Dziś brakowało istotnych publikacji makroekonomicznych i wydarzeń, mogących w sposób trwały ukształtować nastroje na rynkach finansowych. Takim impulsem nie stały się, uznawane za bardzo zmienne, a przez to często ignorowane, dane o zamówieniach na dobra trwałe w USA. W sierpniu zamówienia te wzrosły o 0,1% w relacji miesięcznej, podczas gdy nie oczekiwano ich zmian. Jednak już zamówienia z wyłączeniem zamówień na środki transportu spadły o 1%, co było wynikiem poniżej konsensusu, gdyż prognozowano ich wzrost o 1% M/M.

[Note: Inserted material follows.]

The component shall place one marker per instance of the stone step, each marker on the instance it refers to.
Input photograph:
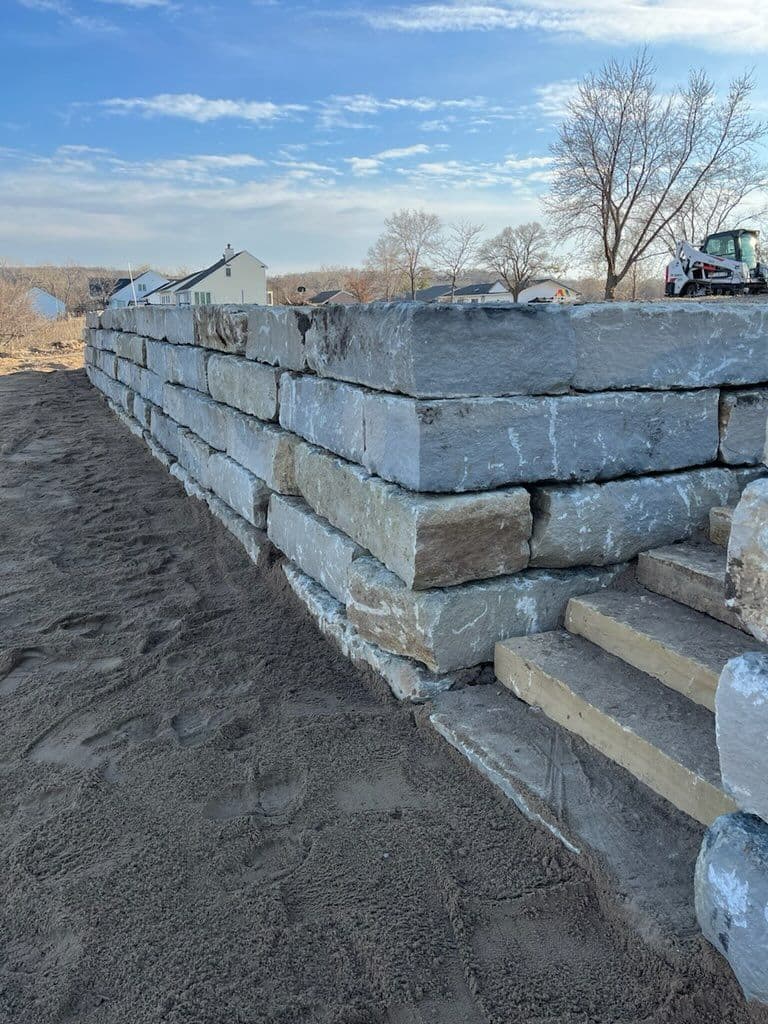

Wobec braku potencjalnych silnych impulsów rynek eurodolara poruszał się drogą wyznaczoną przez analizę techniczną. Po tym jak w nocy stronie popytowej udało się wybronić przed spadkiem poniżej 2-tygodniowej linii trendu wzrostowego i dolnego ograniczenia 4-dniowego kanału spadkowego na wykresie godzinowym (1,3460-1.3470), kurs ruszył do góry. Aprecjację wspólnej waluty zatrzymał dopiero opór na 1,3515. Tworzy go górne ograniczenie wspomnianego kanału spadkowego. Jeżeli kupującym ostatecznie uda się doprowadzić do wybicia górą z kanału to będzie to sygnał do zakończenia spadkowej korekty. Ewentualny spadek poniżej 1,3460, przedłuży korektę nawet do 1,3340, jednocześnie istotnie zmniejszając szanse na szybki atak na lutowe maksimum (1,3710), co póki co pozostaje scenariuszem bazowym dla eurodolara na najbliższe 2-3 tygodnie.

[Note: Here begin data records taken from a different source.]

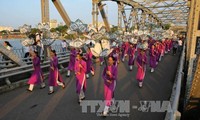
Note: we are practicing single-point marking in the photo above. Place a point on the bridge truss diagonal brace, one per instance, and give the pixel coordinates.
(104, 17)
(62, 12)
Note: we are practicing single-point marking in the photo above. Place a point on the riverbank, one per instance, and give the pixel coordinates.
(12, 36)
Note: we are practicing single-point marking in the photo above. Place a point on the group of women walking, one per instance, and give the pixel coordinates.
(82, 66)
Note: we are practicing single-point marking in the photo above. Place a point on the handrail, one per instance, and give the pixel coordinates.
(27, 70)
(177, 86)
(27, 66)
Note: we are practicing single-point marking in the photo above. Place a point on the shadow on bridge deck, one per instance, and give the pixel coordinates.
(62, 105)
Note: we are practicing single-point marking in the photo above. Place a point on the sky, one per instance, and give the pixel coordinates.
(16, 13)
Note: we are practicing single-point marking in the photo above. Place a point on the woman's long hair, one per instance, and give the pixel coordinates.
(7, 43)
(53, 51)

Dziś jeszcze potencjalny wpływ na notowania EUR/USD może mieć, zaplanowana na godzinę 16:00, publikacja danych z rynku nieruchomości w USA. W sierpniu oczekiwany jest wzrost sprzedaży nowych domów do 420 tys. z 394 tys.

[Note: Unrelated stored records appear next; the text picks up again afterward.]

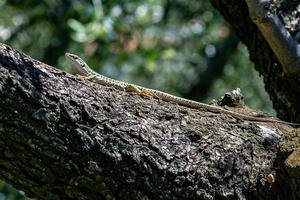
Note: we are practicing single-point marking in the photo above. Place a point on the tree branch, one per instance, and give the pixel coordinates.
(61, 138)
(284, 46)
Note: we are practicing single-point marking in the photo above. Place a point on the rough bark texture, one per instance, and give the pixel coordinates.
(61, 138)
(284, 91)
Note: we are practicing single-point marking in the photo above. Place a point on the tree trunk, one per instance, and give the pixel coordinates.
(61, 138)
(284, 91)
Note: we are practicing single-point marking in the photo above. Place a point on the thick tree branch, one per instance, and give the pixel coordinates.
(61, 138)
(283, 89)
(284, 46)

W czwartek w centrum uwagi znajdą się przede wszystkim publikacje finalnych odczytów danych o PKB dla Wielkiej Brytanii i USA za okres II kwartału br. Jak co tydzień inwestorzy będą też przyglądać się najnowszym danym nt. wniosków o zasiłek dla bezrobotnych w USA. Nie można również zapominać o publicznych wystąpieniach przedstawicieli Fed (Stain, Kocherlakota), podczas których może zostać poruszona interesująca rynki kwestia ograniczenia QE3.
Z każdym dniem na znaczeniu będzie też zyskiwał amerykański spór w Kongresie wokół budżetu i podwyższenia ustawowego limitu zadłużenia. Nie jest więc wykluczone, że ten czynnik również będzie miał duże znaczenie w czwartek.
O godzinie 15:25 kurs EUR/USD testował poziom 1,3497 dolara.